My body has a much greater story today than when I was a teenager. A much more impressive tale than my twenty year old self could have told. And yet today society tells me today I should feel the worst about it.

That’s why it’s got to be my mission to dance naked.

For my kid to see my jiggling, wonky body for what it is, so she learns to understand what the imperfectly perfect woman is.

It’s a shitstorm of a world out there to be raising a girl in. No matter what my future daughters’ size, physique, weight or height, someone is going to feel like it’s their right to critique them. To shame them into thinking they’re too thin, too big, or even, too average.

Somehow, some way, I need them to feel like they’re enough.

I’d love them to feel that no matter what number may be appropriated to their frame, that their body is doing a fine job of supporting them.

Though I have no idea how to go about raising a girl today, I do know how to turn music up loud and dance like no one’s watching.

Except that they are.

This week my jiggling erupted such a curiosity in Wren that she spent a humbling five minutes poking my belly with the end of a pen like I was a science experiment.

To her shock I explained that Yes, sweet girl, that used to be a belly button, and yes, you can touch it and it won’t bite back.

I have to make that normal, because it is mine.

Sure, I have days when I go through five outfits to find the one that sucks on my body the least.

But I need to make it my job to smile when I look in the mirror.

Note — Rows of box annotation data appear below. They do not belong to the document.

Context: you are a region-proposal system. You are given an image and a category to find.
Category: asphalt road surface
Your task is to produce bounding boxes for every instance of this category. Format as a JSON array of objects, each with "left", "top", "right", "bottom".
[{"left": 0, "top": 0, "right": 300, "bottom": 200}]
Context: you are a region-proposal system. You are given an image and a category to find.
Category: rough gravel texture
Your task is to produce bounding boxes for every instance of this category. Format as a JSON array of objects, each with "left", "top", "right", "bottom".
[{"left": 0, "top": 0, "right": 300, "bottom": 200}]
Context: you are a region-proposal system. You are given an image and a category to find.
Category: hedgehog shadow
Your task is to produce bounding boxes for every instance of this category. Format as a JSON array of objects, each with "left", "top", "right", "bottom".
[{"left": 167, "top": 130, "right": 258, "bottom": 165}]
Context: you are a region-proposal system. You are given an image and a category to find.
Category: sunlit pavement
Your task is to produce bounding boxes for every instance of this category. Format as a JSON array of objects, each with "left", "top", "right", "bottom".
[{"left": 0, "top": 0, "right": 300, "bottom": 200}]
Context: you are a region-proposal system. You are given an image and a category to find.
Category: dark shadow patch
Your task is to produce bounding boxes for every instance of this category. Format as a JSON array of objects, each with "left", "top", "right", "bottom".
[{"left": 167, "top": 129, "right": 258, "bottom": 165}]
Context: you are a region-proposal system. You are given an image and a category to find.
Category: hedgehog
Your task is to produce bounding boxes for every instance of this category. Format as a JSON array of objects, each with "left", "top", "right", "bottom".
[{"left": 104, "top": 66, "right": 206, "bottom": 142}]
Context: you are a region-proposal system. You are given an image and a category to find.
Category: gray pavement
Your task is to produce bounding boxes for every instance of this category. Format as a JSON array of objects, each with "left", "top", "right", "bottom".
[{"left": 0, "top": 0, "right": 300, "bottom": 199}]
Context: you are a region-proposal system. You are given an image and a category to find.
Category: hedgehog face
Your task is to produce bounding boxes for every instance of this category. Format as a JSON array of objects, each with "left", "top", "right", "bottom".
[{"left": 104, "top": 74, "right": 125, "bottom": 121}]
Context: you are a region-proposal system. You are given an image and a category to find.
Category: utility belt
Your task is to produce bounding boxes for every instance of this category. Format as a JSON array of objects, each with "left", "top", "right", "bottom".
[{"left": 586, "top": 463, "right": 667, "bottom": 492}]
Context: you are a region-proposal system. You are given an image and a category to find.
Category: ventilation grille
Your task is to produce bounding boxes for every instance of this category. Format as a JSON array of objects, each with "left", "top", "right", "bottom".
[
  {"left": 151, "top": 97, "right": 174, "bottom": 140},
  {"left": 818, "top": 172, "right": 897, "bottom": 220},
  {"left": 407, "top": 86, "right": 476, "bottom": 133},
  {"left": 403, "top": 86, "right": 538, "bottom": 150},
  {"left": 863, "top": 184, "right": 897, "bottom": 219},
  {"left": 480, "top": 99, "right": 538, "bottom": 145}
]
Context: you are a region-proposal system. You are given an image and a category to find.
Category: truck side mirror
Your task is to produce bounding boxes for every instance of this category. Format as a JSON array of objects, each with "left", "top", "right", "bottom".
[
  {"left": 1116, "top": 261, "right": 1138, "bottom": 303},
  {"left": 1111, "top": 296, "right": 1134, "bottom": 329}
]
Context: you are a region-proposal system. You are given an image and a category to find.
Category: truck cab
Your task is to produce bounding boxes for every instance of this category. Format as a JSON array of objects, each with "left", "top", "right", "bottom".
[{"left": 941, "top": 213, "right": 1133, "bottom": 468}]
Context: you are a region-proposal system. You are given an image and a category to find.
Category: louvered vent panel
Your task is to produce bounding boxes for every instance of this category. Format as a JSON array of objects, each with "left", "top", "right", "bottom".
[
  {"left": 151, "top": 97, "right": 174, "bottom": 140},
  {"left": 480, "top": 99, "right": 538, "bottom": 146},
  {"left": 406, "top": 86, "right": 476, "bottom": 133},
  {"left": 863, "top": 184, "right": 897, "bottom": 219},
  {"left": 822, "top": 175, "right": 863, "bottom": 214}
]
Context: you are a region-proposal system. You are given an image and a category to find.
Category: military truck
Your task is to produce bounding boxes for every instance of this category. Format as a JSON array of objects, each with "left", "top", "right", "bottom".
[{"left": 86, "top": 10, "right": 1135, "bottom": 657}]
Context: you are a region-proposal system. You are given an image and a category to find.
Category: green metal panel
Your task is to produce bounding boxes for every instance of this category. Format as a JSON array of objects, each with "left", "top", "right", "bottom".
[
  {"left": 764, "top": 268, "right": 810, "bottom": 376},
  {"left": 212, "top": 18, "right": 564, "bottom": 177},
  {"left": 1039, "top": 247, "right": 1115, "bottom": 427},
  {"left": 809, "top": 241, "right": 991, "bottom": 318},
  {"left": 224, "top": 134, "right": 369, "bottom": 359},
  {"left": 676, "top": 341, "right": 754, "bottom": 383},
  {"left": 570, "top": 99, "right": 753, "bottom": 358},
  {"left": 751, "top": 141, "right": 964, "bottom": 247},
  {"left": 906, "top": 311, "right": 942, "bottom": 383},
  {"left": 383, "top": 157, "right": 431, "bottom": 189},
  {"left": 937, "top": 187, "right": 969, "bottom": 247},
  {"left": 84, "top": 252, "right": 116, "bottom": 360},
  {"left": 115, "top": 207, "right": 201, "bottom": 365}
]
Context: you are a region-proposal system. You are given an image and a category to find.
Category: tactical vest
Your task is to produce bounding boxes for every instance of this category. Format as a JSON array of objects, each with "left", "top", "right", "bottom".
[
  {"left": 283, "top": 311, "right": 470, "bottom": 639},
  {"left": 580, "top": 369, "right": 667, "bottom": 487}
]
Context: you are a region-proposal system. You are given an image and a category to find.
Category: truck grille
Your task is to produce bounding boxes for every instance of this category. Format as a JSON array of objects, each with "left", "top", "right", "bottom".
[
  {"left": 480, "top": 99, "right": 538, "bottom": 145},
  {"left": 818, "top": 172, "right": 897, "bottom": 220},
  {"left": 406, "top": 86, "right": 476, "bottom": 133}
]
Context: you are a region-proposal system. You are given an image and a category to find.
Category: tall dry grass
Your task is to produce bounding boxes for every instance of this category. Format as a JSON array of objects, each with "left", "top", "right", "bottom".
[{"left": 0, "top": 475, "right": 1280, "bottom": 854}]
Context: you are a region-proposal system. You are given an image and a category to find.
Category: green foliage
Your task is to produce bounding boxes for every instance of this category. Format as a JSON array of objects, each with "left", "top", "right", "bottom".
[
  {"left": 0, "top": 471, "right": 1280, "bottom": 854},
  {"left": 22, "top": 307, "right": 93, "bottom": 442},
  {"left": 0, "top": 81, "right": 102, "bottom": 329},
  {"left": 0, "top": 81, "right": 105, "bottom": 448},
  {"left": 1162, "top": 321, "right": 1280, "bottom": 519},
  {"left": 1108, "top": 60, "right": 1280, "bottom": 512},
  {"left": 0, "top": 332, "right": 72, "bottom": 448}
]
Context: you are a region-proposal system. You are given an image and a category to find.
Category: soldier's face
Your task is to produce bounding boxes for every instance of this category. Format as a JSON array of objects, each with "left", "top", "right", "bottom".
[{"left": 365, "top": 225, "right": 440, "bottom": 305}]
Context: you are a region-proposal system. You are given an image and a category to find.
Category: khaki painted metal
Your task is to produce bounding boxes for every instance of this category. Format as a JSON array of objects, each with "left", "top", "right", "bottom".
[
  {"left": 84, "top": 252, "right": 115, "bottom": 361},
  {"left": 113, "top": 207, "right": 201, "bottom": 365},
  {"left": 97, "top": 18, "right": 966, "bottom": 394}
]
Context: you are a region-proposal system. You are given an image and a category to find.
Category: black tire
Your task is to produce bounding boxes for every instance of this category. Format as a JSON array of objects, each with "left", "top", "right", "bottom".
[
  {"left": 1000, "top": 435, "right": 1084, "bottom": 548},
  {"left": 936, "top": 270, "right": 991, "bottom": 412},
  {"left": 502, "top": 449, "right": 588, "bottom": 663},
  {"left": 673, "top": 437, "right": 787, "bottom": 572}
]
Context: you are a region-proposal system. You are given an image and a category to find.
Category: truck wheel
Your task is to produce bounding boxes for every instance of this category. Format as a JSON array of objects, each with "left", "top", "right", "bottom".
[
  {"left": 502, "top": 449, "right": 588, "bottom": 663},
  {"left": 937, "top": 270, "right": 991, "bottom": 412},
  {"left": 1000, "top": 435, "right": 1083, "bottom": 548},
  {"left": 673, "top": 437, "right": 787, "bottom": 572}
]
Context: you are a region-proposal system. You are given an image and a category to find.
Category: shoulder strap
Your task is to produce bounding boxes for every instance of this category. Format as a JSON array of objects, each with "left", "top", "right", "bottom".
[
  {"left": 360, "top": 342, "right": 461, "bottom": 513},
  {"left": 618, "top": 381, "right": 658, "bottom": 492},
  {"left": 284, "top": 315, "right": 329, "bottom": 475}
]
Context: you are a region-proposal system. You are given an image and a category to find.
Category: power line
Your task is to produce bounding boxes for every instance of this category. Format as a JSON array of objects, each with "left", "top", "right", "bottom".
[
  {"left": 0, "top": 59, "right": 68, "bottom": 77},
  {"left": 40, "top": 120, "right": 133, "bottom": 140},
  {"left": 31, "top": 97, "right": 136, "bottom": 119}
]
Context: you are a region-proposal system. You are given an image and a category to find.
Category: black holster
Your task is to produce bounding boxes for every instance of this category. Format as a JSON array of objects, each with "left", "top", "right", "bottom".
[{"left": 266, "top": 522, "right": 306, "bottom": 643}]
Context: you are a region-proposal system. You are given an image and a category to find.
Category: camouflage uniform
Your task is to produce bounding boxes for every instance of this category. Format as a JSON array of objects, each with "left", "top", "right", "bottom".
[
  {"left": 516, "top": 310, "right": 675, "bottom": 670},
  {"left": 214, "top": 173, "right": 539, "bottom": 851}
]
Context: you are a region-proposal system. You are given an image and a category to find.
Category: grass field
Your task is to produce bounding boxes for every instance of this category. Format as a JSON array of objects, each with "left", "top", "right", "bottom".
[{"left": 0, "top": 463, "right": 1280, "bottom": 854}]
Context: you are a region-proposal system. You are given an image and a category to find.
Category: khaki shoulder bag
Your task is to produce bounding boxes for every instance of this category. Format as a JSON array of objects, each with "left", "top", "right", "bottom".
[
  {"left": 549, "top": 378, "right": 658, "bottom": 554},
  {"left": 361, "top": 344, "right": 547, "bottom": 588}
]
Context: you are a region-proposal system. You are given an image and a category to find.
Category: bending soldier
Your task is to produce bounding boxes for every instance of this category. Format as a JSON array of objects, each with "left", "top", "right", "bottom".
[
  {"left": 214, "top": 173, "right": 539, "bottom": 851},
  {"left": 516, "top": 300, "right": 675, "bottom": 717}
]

Despite the bum-belly I need to exude as much self-confidence in this body as possible, because right now, it’s the only body I’ve got.

And right now, I’m still in this insane window of time where I have her convinced I’m a good dancer.

My road is a long and daunting one in raising girls with self-confidence. But what I can do today is to do me- that is an imperfect, but real, version of a woman.

Featured image by photographer Jade Beall from her series of photographs The Bodies of Mothers.

4 Responses to Me and my bum-belly

  1. I cringe everytime my 5 year old son asks me if I have a baby in my belly – I don’t, after 3 babies this is just the way it looks now ha. I try to teach him that all bodies are beautiful! It’s important to teach our daughters and sons this, as the world will try to teach them otherwise…

    • Gill, great point-acceptance of normal women’s bodies ought not have a gender. Love your comment, thank you!